Los nuevos sistemas de remuneración pueden constituir un motor para el
cambio. “oigo lo que ustedes dicen pero veo como ustedes pagan”, pueden responder
las agencias a los anunciantes que piden nuevas ideas y sugerencias alternativas pero
se aferran a prehistóricos sistemas de comisión que recompensan la falta de
imaginación.
Inexorablemente, sin embargo, los sistemas de remuneración comienzan a reflejar esa
terrible palabrota, “resultados”. Los gerentes de las compañías anunciantes hacen
preguntas directas sobre las gerencias, y ello obliga a los publicistas a reflexionar sobre
el proceso de ventas y a tratar de controlar cualquier elemento que ejerza un impacto
sobre la rentabilidad.
Más que ningún otro factor, la búsqueda de resultados abrirá el sistema y causará los
cambios que no sólo volverán posible sino inevitable la consolidación de las
comunicaciones integradas.
La fusión de grandes empresas de medios, como en la creación de Time-Warner
y la subsiguiente adquisición de Whittle, están acelerando el proceso.

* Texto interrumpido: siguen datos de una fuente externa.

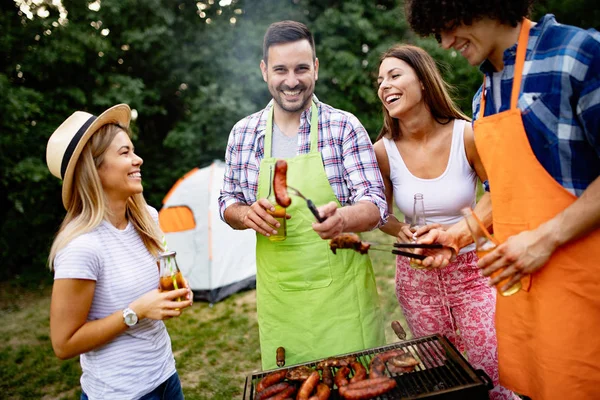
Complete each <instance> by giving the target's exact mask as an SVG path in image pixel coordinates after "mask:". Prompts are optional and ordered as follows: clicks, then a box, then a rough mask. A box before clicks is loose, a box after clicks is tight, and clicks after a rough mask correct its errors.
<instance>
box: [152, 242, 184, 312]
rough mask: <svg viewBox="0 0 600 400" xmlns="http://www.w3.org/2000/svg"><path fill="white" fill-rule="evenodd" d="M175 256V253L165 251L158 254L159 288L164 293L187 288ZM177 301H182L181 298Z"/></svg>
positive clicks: (176, 259)
mask: <svg viewBox="0 0 600 400" xmlns="http://www.w3.org/2000/svg"><path fill="white" fill-rule="evenodd" d="M175 254H176V253H175V252H174V251H164V252H162V253H159V254H158V271H159V286H160V290H162V291H164V292H166V291H169V290H177V289H183V288H184V287H185V283H184V281H183V275H182V274H181V271H180V270H179V265H177V259H176V258H175ZM177 301H181V298H180V297H178V298H177Z"/></svg>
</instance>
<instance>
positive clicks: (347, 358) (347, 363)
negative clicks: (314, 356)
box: [317, 356, 356, 369]
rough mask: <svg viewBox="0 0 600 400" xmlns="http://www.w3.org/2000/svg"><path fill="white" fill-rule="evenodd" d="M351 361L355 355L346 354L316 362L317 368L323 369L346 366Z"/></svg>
mask: <svg viewBox="0 0 600 400" xmlns="http://www.w3.org/2000/svg"><path fill="white" fill-rule="evenodd" d="M352 361H356V357H354V356H348V357H342V358H328V359H326V360H323V361H320V362H319V363H318V364H317V369H323V368H324V367H335V368H339V367H346V366H348V365H350V363H351V362H352Z"/></svg>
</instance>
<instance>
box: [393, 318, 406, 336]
mask: <svg viewBox="0 0 600 400" xmlns="http://www.w3.org/2000/svg"><path fill="white" fill-rule="evenodd" d="M392 329H393V330H394V333H395V334H396V336H398V339H400V340H404V339H406V331H405V330H404V328H403V327H402V325H401V324H400V321H392Z"/></svg>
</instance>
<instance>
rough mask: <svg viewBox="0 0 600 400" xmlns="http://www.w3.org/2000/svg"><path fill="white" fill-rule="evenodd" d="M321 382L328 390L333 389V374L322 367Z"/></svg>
mask: <svg viewBox="0 0 600 400" xmlns="http://www.w3.org/2000/svg"><path fill="white" fill-rule="evenodd" d="M321 381H323V383H324V384H326V385H327V386H328V387H329V388H330V389H331V388H332V387H333V372H331V368H329V367H323V374H322V375H321Z"/></svg>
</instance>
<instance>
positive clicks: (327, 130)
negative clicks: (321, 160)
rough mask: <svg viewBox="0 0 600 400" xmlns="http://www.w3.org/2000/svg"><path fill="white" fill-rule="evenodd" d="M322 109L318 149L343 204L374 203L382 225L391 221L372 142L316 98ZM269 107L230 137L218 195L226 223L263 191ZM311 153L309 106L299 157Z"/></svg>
mask: <svg viewBox="0 0 600 400" xmlns="http://www.w3.org/2000/svg"><path fill="white" fill-rule="evenodd" d="M313 99H314V101H315V103H316V104H317V108H318V110H319V143H318V148H319V152H320V153H321V157H322V159H323V165H324V167H325V174H326V175H327V178H328V179H329V184H330V185H331V187H332V188H333V192H334V193H335V195H336V197H337V199H338V200H339V202H340V204H341V205H342V206H344V205H351V204H355V203H356V202H358V201H370V202H372V203H374V204H375V205H376V206H377V207H378V208H379V214H380V220H379V225H378V226H380V225H382V224H384V223H385V222H387V203H386V200H385V194H384V193H385V192H384V186H383V179H382V177H381V172H380V171H379V167H378V166H377V159H376V158H375V152H374V151H373V145H372V143H371V139H370V138H369V135H368V134H367V131H366V130H365V128H364V127H363V126H362V124H361V123H360V121H359V120H358V119H357V118H356V117H355V116H354V115H352V114H350V113H348V112H345V111H341V110H337V109H335V108H333V107H331V106H329V105H327V104H324V103H321V102H319V101H318V99H317V98H316V96H314V97H313ZM272 106H273V100H271V102H269V104H268V105H267V107H266V108H264V109H263V110H261V111H259V112H257V113H254V114H252V115H250V116H248V117H246V118H244V119H242V120H241V121H239V122H238V123H237V124H235V126H234V127H233V129H232V130H231V133H230V135H229V141H228V143H227V150H226V152H225V164H226V167H225V176H224V179H223V187H222V189H221V194H220V196H219V210H220V214H221V219H223V220H224V218H223V214H224V213H225V209H226V208H227V207H229V206H230V205H232V204H235V203H244V204H252V203H254V202H255V201H256V200H257V199H256V194H257V191H258V170H259V168H260V162H261V160H262V159H263V158H264V141H265V131H266V125H267V116H268V115H269V111H270V109H271V107H272ZM309 152H310V108H309V109H307V110H306V111H304V112H303V113H302V115H301V117H300V128H299V131H298V154H307V153H309Z"/></svg>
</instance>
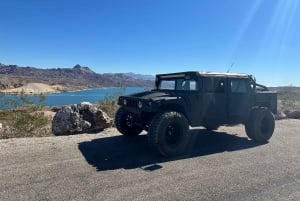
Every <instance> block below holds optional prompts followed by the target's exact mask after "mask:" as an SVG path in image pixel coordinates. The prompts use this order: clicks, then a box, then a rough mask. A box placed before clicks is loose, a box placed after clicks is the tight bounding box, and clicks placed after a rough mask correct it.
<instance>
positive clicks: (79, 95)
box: [0, 87, 149, 109]
mask: <svg viewBox="0 0 300 201" xmlns="http://www.w3.org/2000/svg"><path fill="white" fill-rule="evenodd" d="M145 90H149V89H145V88H144V87H127V88H118V87H116V88H115V87H113V88H97V89H87V90H82V91H70V92H62V93H54V94H46V95H45V98H46V100H45V105H46V106H60V105H69V104H77V103H80V102H83V101H87V102H91V103H96V102H98V101H101V100H105V98H108V97H110V96H119V95H128V94H131V93H137V92H141V91H145ZM10 97H12V96H11V95H5V96H4V97H1V99H2V100H1V99H0V102H2V101H3V99H5V98H10ZM29 98H30V100H32V101H35V100H38V98H37V97H36V96H29ZM0 107H1V105H0ZM3 107H5V106H3V105H2V108H3ZM0 109H1V108H0Z"/></svg>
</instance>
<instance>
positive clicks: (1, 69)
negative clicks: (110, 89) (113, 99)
mask: <svg viewBox="0 0 300 201" xmlns="http://www.w3.org/2000/svg"><path fill="white" fill-rule="evenodd" d="M28 83H44V84H48V85H61V86H63V87H64V88H65V89H66V90H77V89H86V88H96V87H133V86H135V87H151V86H153V82H152V81H150V80H146V79H138V78H135V77H132V76H130V75H127V74H125V73H105V74H99V73H95V72H94V71H92V70H91V69H90V68H89V67H84V66H80V65H79V64H77V65H75V66H74V67H73V68H50V69H41V68H36V67H20V66H17V65H5V64H1V63H0V89H2V90H3V89H12V88H18V87H21V86H24V85H25V84H28Z"/></svg>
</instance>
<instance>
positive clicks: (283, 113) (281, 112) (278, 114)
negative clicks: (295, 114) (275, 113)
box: [275, 112, 287, 120]
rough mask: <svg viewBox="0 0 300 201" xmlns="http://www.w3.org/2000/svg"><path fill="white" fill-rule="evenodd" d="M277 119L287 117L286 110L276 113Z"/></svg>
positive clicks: (278, 119) (279, 118) (279, 119)
mask: <svg viewBox="0 0 300 201" xmlns="http://www.w3.org/2000/svg"><path fill="white" fill-rule="evenodd" d="M275 119H276V120H280V119H287V116H286V114H285V113H284V112H278V113H277V114H276V115H275Z"/></svg>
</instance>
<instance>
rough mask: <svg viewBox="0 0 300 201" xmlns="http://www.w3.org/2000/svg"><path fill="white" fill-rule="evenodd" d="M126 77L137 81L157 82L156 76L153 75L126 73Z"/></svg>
mask: <svg viewBox="0 0 300 201" xmlns="http://www.w3.org/2000/svg"><path fill="white" fill-rule="evenodd" d="M124 74H125V75H127V76H129V77H132V78H135V79H140V80H151V81H154V80H155V76H153V75H144V74H136V73H132V72H130V73H124Z"/></svg>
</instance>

Time-Warner
está empacando medios múltiples para alcanzar no solo puntos de rating sino
resultados medidos en el mercado. El ex presidente Dick Munro definió a Time-Warner
como una “compañía de marketing directo”. Led Levitt de Harvard, autor del
fundamental tratado de Marketing Myopia, estaría de acuerdo. Time no ocmbatió
contra molinos de viento para defender el negocio de las revistas. Reconoció que su
negocio consiste en satisfacer las necesidades de los clientes –la necesidad de vender
productos de los clientes que le dan anuncios- y buscó enérgicamente le modo de
estructurar recursos más potentes.
El readiestramiento que suponen estos cambios es apabullante. David Ogilvy
señala que las comunicaciones integradas de marketing requieren “una nueva especie
de ejecutivos que estén adiestrados en todas las disciplinas”. El problema se complica,
advierte, porque “mucha gente que gana dinero escribiendo publicidad no se interesa
en las ventas. Habla continuamente de creatividad. En el nuevo mundo, vendemos o
perdemos”.
La compañía de Ogilvy y varias otras ya están iniciando la tarea de
readiestramiento, con lo cual acelerarán la tendencia. Como observó el filósofo Alfred
North Whitehead: “Cuando algo se enseña, es porque se considera posible”.